Somehow, though, the marriage had to end because I was 'hard to live' and he just didn't love me romantically anymore. I shocked him by telling him I didn't love him romantically very much of the time during those last few years either, but that didn't keep me from keeping our vows and trying to hang in there with him. I could tell he just didn't think that was what love was. How easily he lied to me when we were dating and engaged!! He acted like he was very mature, and knew love had ups & downs, and goes in cycles or phases, and that marriage was a vow you don't make lightly. He knew my issues and that it was very hard for me to trust, and that I would rather never be married than to be divorced, especially after kids started coming. But when life actually happened, he acted and acts like some teenager! 

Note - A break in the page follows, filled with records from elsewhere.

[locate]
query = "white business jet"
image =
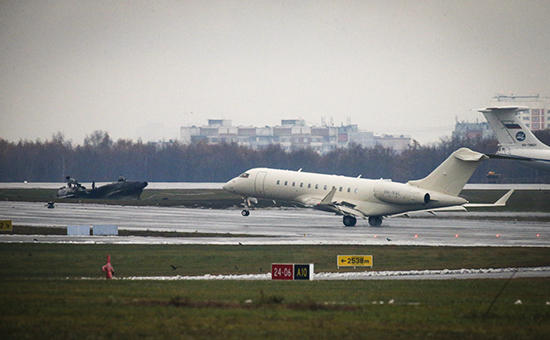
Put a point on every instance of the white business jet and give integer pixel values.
(515, 140)
(355, 197)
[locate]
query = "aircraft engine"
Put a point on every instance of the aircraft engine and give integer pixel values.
(401, 194)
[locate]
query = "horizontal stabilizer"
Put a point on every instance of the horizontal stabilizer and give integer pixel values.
(501, 202)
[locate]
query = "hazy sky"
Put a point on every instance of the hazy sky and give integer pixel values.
(144, 68)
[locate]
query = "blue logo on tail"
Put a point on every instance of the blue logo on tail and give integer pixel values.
(520, 136)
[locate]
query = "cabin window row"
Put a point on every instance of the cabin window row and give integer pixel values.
(316, 186)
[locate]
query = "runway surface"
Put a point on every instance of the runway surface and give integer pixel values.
(280, 226)
(218, 185)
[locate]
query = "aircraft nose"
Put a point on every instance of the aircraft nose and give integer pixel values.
(228, 186)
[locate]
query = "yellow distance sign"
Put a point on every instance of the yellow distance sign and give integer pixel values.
(354, 261)
(5, 225)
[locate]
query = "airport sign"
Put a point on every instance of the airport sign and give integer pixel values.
(5, 225)
(354, 261)
(291, 271)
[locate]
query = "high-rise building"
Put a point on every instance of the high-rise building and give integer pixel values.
(292, 134)
(536, 117)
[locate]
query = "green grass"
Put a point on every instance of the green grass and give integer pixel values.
(208, 309)
(37, 301)
(69, 260)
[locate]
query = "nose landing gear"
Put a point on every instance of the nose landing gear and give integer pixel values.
(248, 203)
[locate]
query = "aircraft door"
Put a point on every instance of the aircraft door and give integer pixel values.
(259, 183)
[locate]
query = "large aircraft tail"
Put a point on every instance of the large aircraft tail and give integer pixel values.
(509, 130)
(451, 175)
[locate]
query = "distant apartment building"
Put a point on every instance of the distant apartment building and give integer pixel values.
(475, 130)
(536, 117)
(291, 135)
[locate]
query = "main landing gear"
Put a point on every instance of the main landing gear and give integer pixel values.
(375, 221)
(349, 221)
(248, 202)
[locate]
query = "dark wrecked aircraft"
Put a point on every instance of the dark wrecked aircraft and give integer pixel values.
(116, 190)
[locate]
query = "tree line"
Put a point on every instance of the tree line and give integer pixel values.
(100, 158)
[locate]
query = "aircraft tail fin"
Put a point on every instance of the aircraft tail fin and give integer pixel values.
(451, 175)
(509, 129)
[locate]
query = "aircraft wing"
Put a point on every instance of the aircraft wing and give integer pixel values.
(520, 158)
(501, 202)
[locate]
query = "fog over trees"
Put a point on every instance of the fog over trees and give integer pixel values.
(100, 158)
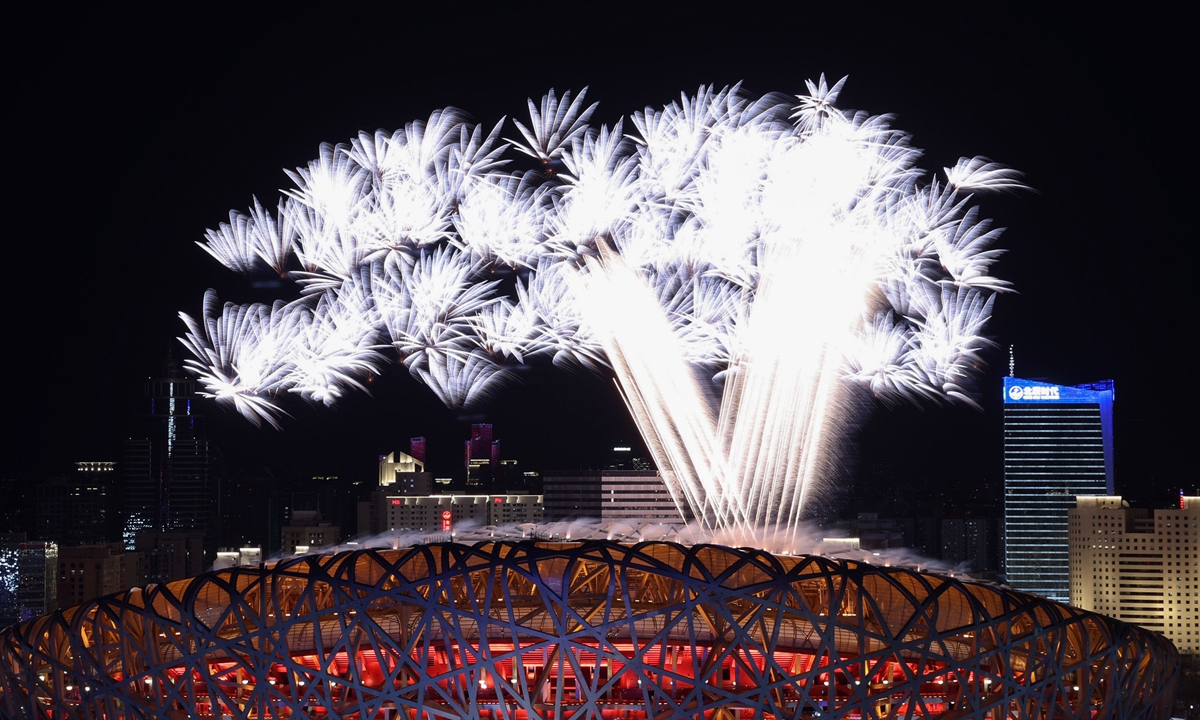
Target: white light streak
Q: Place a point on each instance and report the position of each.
(742, 265)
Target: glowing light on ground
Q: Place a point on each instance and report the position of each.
(744, 267)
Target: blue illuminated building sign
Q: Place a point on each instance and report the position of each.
(1057, 445)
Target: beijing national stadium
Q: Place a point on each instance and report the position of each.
(592, 630)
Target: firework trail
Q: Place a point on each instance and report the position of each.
(742, 265)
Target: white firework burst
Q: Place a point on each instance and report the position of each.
(739, 264)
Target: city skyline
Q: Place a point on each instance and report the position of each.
(1093, 299)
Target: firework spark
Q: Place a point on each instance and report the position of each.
(742, 265)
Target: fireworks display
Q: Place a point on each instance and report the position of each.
(741, 264)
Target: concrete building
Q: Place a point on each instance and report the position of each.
(169, 483)
(610, 495)
(310, 535)
(89, 571)
(37, 579)
(403, 474)
(1139, 565)
(447, 513)
(1057, 445)
(171, 555)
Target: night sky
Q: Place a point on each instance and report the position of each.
(132, 135)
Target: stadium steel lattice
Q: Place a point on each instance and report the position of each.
(587, 630)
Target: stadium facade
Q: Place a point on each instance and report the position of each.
(517, 630)
(1057, 445)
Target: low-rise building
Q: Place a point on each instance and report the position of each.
(1139, 565)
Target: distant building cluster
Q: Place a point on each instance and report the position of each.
(169, 510)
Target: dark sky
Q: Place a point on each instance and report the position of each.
(135, 133)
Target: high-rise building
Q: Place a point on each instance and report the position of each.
(1139, 565)
(405, 474)
(1057, 445)
(77, 509)
(168, 473)
(481, 456)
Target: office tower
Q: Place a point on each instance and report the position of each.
(168, 475)
(483, 456)
(37, 579)
(77, 509)
(89, 571)
(1139, 565)
(417, 448)
(1057, 445)
(405, 474)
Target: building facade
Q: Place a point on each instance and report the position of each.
(449, 513)
(1139, 565)
(168, 463)
(405, 474)
(544, 630)
(1057, 445)
(610, 495)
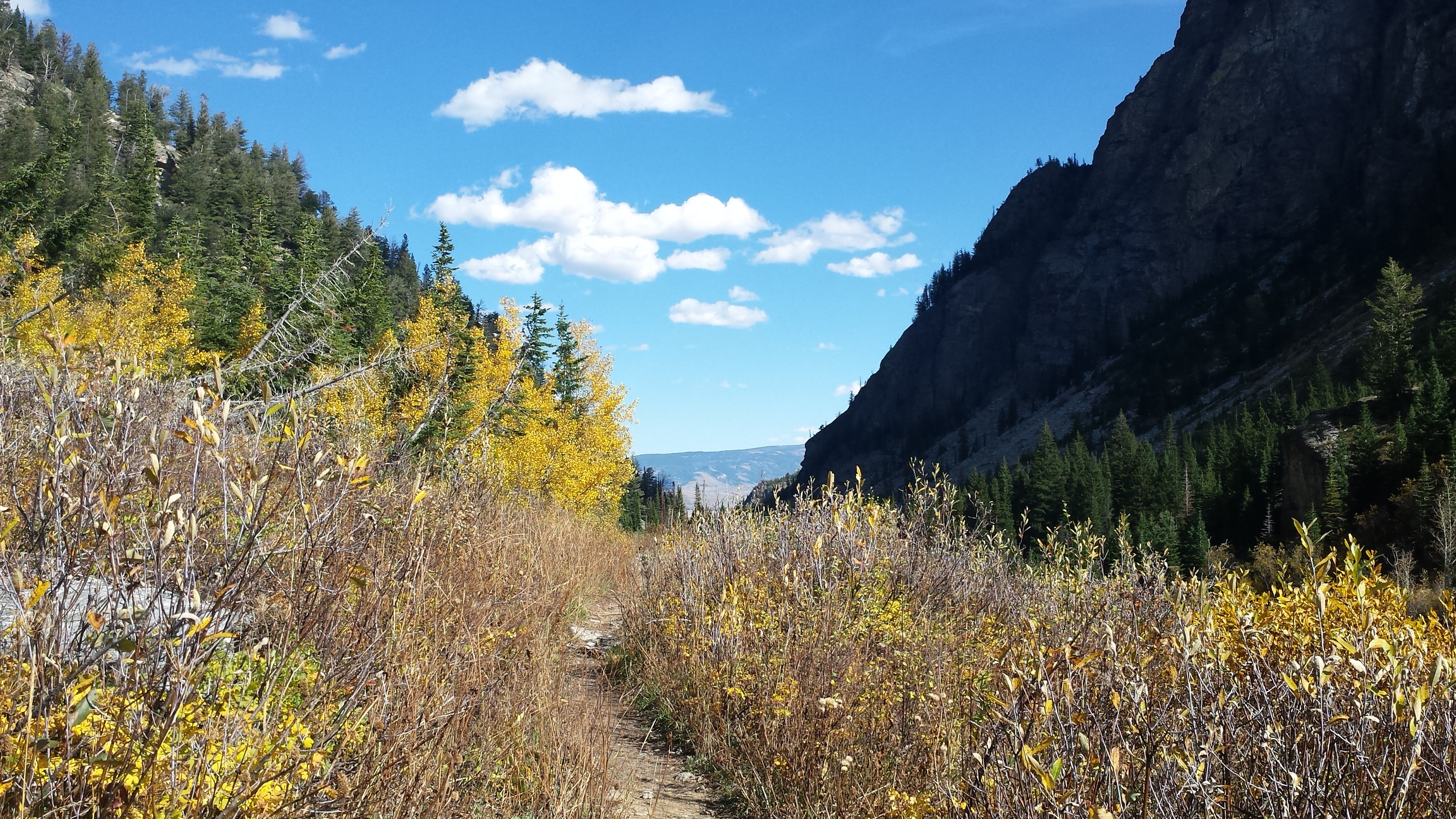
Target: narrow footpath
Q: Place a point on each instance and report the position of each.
(649, 777)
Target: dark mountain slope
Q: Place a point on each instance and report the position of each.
(1242, 194)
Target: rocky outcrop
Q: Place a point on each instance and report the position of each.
(1241, 199)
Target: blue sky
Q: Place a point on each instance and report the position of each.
(825, 157)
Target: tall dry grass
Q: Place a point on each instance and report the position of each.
(213, 610)
(851, 658)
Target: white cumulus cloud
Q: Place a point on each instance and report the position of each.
(717, 314)
(210, 59)
(341, 51)
(835, 232)
(541, 89)
(286, 27)
(876, 264)
(590, 235)
(33, 8)
(712, 258)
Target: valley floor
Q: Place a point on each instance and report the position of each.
(645, 771)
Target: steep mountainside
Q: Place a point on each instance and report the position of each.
(1234, 216)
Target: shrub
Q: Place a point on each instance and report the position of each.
(211, 610)
(855, 658)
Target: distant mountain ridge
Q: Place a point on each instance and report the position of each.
(1234, 218)
(727, 477)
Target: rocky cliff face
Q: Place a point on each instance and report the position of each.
(1242, 197)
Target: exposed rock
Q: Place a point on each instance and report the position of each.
(15, 89)
(1238, 206)
(1307, 452)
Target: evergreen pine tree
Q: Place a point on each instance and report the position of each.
(535, 343)
(1321, 388)
(1400, 445)
(1087, 486)
(1430, 413)
(1334, 509)
(1195, 554)
(567, 373)
(1004, 503)
(1388, 356)
(1121, 455)
(629, 508)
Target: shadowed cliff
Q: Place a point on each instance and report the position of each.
(1242, 197)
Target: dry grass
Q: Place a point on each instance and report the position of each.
(216, 611)
(849, 658)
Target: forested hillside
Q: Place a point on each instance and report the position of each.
(132, 206)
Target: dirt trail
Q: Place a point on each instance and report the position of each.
(649, 777)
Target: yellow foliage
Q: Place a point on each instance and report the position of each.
(848, 658)
(137, 312)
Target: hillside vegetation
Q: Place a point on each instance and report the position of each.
(856, 658)
(289, 526)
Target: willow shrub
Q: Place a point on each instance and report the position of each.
(211, 610)
(851, 658)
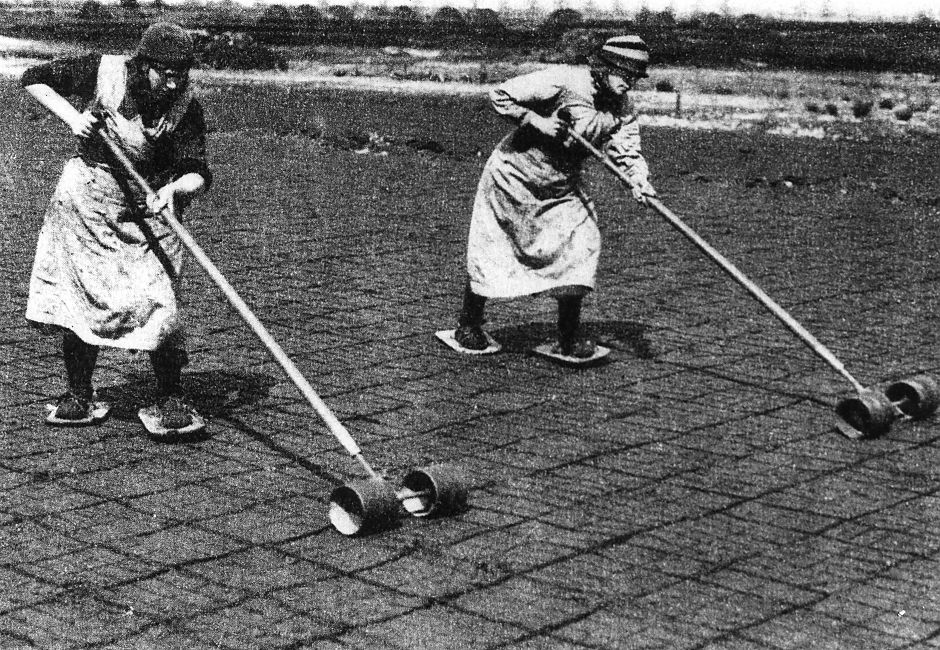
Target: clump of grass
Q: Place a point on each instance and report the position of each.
(719, 90)
(921, 105)
(665, 86)
(862, 107)
(903, 112)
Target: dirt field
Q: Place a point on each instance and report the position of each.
(689, 495)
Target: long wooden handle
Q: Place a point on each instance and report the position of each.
(811, 341)
(335, 426)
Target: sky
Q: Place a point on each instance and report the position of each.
(783, 8)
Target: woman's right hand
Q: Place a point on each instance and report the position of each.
(552, 126)
(83, 125)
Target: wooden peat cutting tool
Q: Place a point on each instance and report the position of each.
(870, 412)
(360, 506)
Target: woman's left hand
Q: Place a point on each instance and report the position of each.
(164, 200)
(641, 190)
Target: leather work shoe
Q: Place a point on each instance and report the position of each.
(174, 413)
(471, 337)
(71, 407)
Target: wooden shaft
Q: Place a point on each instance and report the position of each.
(811, 341)
(335, 426)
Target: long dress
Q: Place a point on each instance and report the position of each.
(533, 228)
(103, 268)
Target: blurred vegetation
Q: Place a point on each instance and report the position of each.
(564, 35)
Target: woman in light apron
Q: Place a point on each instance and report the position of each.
(533, 229)
(107, 271)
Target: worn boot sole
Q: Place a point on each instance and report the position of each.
(97, 412)
(447, 337)
(150, 418)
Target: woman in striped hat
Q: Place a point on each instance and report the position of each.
(533, 229)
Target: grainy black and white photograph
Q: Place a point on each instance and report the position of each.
(469, 324)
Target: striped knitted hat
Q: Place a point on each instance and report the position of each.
(625, 54)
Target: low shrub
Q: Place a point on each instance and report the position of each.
(861, 107)
(665, 86)
(903, 112)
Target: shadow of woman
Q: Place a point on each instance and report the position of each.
(623, 336)
(216, 394)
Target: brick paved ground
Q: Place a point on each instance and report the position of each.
(689, 494)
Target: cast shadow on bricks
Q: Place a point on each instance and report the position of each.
(623, 336)
(217, 395)
(214, 393)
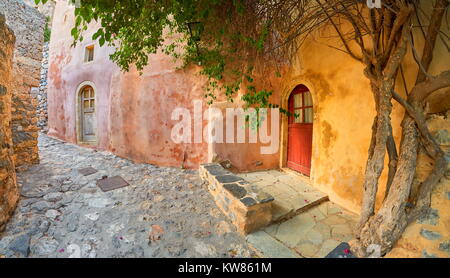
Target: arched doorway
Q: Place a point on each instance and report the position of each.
(87, 120)
(300, 130)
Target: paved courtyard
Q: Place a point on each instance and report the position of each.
(164, 212)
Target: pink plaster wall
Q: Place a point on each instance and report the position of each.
(133, 111)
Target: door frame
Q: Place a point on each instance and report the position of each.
(287, 89)
(78, 125)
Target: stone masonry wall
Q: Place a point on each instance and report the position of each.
(28, 26)
(8, 188)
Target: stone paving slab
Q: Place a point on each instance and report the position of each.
(292, 195)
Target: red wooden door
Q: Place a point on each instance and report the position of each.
(300, 130)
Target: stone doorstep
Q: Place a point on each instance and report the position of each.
(248, 208)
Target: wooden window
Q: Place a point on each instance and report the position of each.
(301, 104)
(89, 54)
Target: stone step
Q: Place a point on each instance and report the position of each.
(292, 195)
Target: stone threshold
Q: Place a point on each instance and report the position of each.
(255, 200)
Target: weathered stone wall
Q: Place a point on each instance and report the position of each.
(8, 188)
(41, 94)
(28, 26)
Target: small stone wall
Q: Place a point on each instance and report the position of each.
(8, 187)
(41, 94)
(248, 208)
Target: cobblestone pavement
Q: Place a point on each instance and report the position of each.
(165, 212)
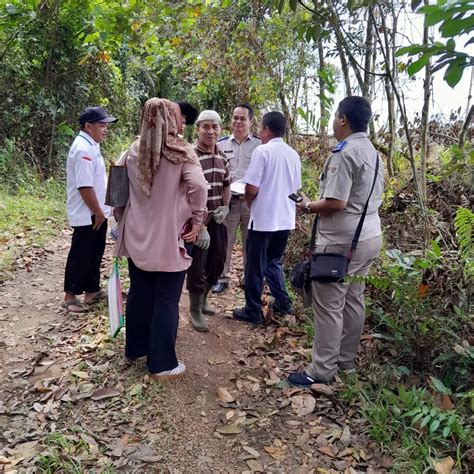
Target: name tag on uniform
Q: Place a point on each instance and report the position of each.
(339, 146)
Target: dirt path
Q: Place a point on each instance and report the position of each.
(70, 402)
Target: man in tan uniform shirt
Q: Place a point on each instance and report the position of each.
(238, 149)
(346, 181)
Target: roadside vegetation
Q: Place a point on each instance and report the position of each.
(414, 393)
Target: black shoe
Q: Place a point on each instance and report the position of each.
(302, 379)
(241, 315)
(220, 287)
(277, 309)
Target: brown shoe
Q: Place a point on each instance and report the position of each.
(173, 374)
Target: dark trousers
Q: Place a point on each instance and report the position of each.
(208, 264)
(84, 259)
(152, 317)
(264, 253)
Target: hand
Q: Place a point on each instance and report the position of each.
(118, 213)
(98, 221)
(301, 206)
(204, 239)
(220, 214)
(192, 234)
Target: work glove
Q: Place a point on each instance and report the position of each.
(204, 239)
(220, 214)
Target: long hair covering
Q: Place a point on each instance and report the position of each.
(160, 138)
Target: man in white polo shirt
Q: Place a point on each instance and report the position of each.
(86, 209)
(274, 173)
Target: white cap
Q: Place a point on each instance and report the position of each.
(208, 115)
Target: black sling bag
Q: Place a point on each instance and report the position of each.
(330, 267)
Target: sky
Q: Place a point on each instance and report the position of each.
(444, 99)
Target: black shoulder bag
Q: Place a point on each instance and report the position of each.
(327, 267)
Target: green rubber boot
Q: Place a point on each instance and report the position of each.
(206, 306)
(197, 319)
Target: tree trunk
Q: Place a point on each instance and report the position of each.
(425, 115)
(344, 68)
(323, 127)
(392, 124)
(369, 38)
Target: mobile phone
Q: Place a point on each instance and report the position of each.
(295, 197)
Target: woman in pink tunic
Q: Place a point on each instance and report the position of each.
(166, 208)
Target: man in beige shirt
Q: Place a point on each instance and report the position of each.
(238, 149)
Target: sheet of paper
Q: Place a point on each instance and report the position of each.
(238, 187)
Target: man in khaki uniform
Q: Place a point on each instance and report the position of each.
(238, 149)
(346, 181)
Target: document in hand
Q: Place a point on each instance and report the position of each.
(114, 289)
(237, 188)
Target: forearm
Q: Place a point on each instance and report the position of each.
(326, 207)
(250, 194)
(226, 196)
(89, 197)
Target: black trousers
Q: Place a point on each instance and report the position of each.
(264, 253)
(208, 264)
(84, 259)
(152, 317)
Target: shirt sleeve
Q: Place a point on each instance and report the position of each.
(227, 176)
(196, 184)
(339, 178)
(84, 169)
(254, 173)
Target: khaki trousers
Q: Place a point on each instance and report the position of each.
(339, 313)
(239, 214)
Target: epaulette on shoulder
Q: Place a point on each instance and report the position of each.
(339, 146)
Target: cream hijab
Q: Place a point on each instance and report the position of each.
(160, 138)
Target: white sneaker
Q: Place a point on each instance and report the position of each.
(347, 371)
(172, 374)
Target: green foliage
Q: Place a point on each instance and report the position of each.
(463, 223)
(455, 19)
(407, 417)
(410, 311)
(29, 216)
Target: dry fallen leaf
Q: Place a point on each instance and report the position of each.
(327, 450)
(251, 451)
(346, 437)
(444, 466)
(80, 374)
(230, 429)
(103, 393)
(303, 404)
(254, 466)
(322, 388)
(223, 395)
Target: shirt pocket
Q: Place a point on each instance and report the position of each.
(247, 158)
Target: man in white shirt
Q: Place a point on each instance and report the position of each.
(238, 149)
(86, 209)
(274, 173)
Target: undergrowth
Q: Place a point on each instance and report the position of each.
(29, 216)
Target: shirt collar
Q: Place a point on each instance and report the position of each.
(356, 135)
(87, 137)
(199, 146)
(248, 137)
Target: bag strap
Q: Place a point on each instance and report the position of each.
(355, 240)
(314, 231)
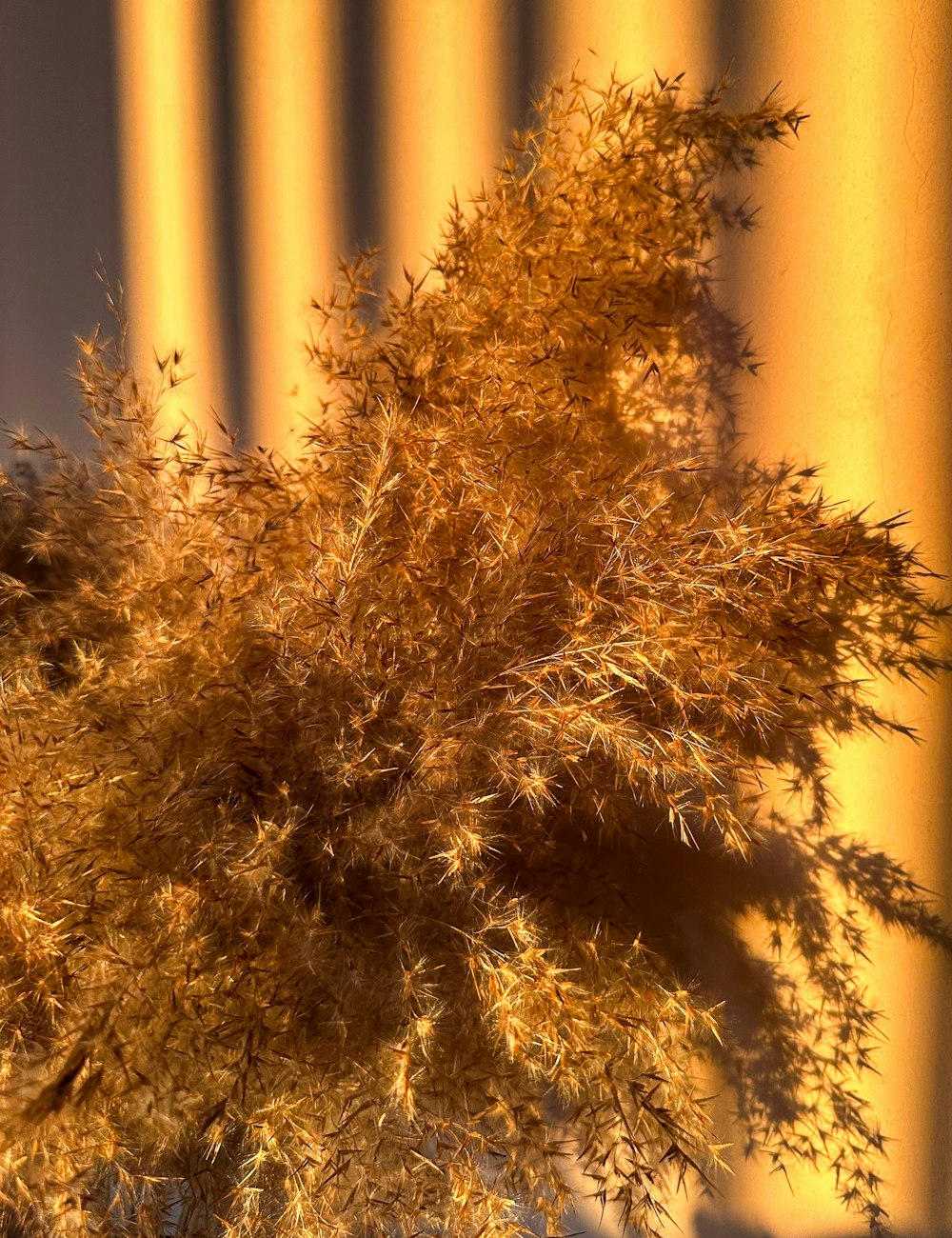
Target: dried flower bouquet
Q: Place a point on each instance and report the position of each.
(383, 829)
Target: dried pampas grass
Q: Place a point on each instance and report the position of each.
(378, 829)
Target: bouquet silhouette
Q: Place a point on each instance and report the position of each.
(383, 829)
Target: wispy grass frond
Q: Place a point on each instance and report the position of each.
(379, 829)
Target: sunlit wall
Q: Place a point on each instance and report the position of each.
(255, 140)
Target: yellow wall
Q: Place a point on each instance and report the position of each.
(168, 203)
(847, 285)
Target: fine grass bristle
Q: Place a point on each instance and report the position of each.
(379, 828)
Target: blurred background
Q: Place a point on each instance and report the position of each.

How did this happen when I tried so hard to avoid it?! That's the hardest thing for me to deal with. How my son is in exactly the kind of home I didn't want for him. And how I'm in the place I was most afraid of: of having had a lousy marriage, and now a lousy divorce, with less trust than I had before I met STBXH. And yet I don't want to be alone. I still feel like a rejected failure because I did try *so damned hard*. I was not perfect, but was I supposed to be? Cuz if that's what's required, I might as well hang it up and join a convent when DS turns 18.


----------



## bandit.45 (Feb 8, 2012)

angelpixie said:


> ARRRGGHH!! He just called and has decided spontaneously, since we are actually having nice weather, to have yard sale of our stuff. There were things like books and records that we decided to sell after we both had a chance to look through them. We decided that the night before last. I was working yesterday and today, and last night I was trying to get the floor done. What does he say just now? "Well, I told you to look through what you wanted, but I have to take advantage of the weather. Oh, and don't worry about needing to come help at the sale tomorrow, OW will be here to help price things tonight and to work the sale tomorrow." I am going. to. f'ing. kill. that. man. before this is over. What. The. Flying. Fvck.
> 
> ETA: He is even talking about selling extra shampoos and other extra toiletries that, geebus, maybe I could use, since money is going to be incredibly tight in the future. I told him I wanted to look through that stuff, too. I'm someone who used to buy multiples of things when they were on a really good sale, so this isn't an insignificant one or two things we're talking about. He sat on his ass for months, but now he's running around like some manic monster. And she's Miss Happy Helper. Now my head is going to explode.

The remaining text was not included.